Les techniques de récolte de preuves numériques ou encore les problèmes de souveraineté nationale ont également été abordés. Après avoir assisté à plusieurs présentations traitant de ce sujet, il en ressort que les officiers de police et de gendarmerie rencontrent souvent des problèmes quand il s’agit de collecter des données se situant en dehors du territoire français.
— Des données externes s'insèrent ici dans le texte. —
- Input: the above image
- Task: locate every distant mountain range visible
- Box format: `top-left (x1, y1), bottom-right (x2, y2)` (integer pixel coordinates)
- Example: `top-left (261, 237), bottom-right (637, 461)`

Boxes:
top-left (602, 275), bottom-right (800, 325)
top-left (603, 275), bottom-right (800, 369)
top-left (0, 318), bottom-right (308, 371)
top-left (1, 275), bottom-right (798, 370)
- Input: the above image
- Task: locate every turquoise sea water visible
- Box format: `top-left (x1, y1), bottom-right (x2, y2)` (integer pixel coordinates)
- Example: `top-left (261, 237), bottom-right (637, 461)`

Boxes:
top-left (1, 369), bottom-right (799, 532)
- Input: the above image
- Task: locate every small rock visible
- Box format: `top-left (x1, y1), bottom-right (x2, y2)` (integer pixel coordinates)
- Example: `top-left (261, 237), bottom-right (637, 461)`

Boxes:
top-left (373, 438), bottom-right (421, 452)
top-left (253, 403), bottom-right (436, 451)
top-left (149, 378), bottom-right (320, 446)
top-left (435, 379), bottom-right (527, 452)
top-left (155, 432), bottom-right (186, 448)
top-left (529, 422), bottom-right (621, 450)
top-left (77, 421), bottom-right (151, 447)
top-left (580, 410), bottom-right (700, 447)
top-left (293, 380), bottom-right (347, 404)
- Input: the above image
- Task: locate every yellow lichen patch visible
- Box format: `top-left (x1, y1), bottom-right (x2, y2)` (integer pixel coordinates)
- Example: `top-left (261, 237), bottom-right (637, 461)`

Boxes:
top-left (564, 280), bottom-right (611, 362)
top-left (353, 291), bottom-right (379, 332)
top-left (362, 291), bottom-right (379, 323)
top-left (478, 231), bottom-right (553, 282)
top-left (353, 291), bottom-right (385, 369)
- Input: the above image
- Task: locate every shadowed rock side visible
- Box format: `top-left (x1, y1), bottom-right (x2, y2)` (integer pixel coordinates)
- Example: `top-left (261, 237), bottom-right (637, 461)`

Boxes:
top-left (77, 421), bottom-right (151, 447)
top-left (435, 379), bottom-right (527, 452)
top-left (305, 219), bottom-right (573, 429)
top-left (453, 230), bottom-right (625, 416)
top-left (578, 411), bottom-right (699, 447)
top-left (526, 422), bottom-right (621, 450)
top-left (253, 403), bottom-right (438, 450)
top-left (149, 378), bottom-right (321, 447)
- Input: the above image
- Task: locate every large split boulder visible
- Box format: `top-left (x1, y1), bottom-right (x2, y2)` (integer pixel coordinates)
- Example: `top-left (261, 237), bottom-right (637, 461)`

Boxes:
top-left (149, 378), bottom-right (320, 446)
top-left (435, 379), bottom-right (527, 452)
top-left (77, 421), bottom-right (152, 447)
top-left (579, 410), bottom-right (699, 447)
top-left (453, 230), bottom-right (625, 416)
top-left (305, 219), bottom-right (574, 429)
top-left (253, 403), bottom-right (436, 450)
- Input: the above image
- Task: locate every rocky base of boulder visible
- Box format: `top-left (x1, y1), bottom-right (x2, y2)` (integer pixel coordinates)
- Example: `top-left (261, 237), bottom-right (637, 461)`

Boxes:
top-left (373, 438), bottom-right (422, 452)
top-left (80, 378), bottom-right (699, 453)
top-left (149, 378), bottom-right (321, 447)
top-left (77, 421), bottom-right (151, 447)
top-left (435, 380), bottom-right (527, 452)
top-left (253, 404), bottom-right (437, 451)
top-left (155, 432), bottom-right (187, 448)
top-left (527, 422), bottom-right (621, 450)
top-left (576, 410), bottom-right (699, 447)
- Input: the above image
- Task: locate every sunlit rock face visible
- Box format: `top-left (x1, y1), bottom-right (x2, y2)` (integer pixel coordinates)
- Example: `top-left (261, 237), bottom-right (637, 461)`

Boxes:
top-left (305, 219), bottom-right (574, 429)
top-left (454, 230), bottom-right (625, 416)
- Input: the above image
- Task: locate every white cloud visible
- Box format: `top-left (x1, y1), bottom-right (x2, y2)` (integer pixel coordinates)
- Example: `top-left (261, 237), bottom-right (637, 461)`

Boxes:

En effet, l’entraide internationale fonctionne dans la plupart des dossiers, mais il s’agit d’un processus très long (parfois trop) qui rend plus difficiles ce type d’investigations.

L’arsenal judiciaire français apparaît donc comme étant adapté, mais des efforts de coordination et de collaboration au niveau international restent à développer. De plus il faudra faire également évoluer les relations avec les géants internationaux du net (Google, Twitter, Yahoo, etc.) afin de pouvoir obtenir des informations parfois précieuses pour faire avancer les affaires criminelles…

Le sujet des APT (Advanced Persistent Threat) a aussi été évoqué au cours des échanges ; plusieurs intervenants ont pu fournir des retours d’expérience sur le sujet avec des exemples d’attaques réelles, ainsi que certaines pistes de recommandations. Nonobstant l’emploi parfois abusif du terme APT, il n’est pas à sous-estimer ou pire, à ignorer. La meilleure technique de protection à mettre en oeuvre est d’être correctement préparé à ce type de « scénario catastrophe », ce qui passe par :

  • Des audits réguliers de son système d’information ;
  • Le monitoring continuel de son réseau ;
  • La préparation à d’éventuelles situations de crise ;
  • L’identification et la protection de son patrimoine ;
  • Disposer du bon outillage.

En filigrane des discussions de ces deux jours, un thème a également été constamment abordé : le cruel manque de professionnels qualifiés et de filières de formation spécifiques à la lutte contre la cybercriminalité (et la sécurité des SI de manière générale). Et ce constat est valable aussi bien dans le secteur public que privé. De nouveaux organismes de formation publique, privée et militaire devraient voir le jour dans les années à venir, mais il faudra du temps pour combler la carence française dans ce secteur.

Cette édition a également été l’occasion pour plusieurs Ministres français de montrer l’importance du cyber pour le gouvernement actuel, tant sur le plan économique qu’en matière de souveraineté de la France :

  • Fleur Pellerin, ministre déléguée auprès du ministre du redressement productif, chargée des PME, de l’innovation et de l’économie numérique, est venue lundi reprendre à son compte le projet d’identité numérique IDéNum, initié en 2010 par Nathalie Kosciusko-Morizet avant d’être abandonné. Il pourrait revenir dès juin 2013.
  • Kader Arif, ministre délégué auprès du ministre de la Défense, chargé des Anciens combattants, a insisté sur le fait que « seule une démarche coordonnée et volontariste permettra de faire face aux attaques présentes et futures… » ; l’objectif étant, pour lui, « de créer un esprit national de cyberdéfense ».
  • Enfin, Manuel Valls, Ministre de l’Intérieur, et venu clore cette 5e édition du FIC et a annoncé à cette occasion la création d’un groupe de travail interministériel chargé d’étudier le problème de la lutte contre la cybercriminalité.

Enfin, nous pouvons conclure en affirmant que cette cinquième édition du FIC fut une franche réussite, ne serait-ce qu’au vu du nombre de personnes et de nationalités présentes (plus de 2400 participants, représentant 40 nationalités selon les organisateurs), ainsi qu’au nombre de Ministres ayant fait le déplacement. Certains points sont et seront sûrement améliorés pour les prochaines éditions (quelques petits couacs au niveau de l’organisation et de la traduction, manque d’interactivité de certains ateliers), mais cet événement s’inscrit désormais clairement comme l’un des rendez-vous incontournables de la cyber-sécurité où de nombreux acteurs du monde de la cyber-sécurité sont en mesure de se retrouver et d’échanger sur l’ensemble des problématiques auxquelles ils peuvent être confrontés.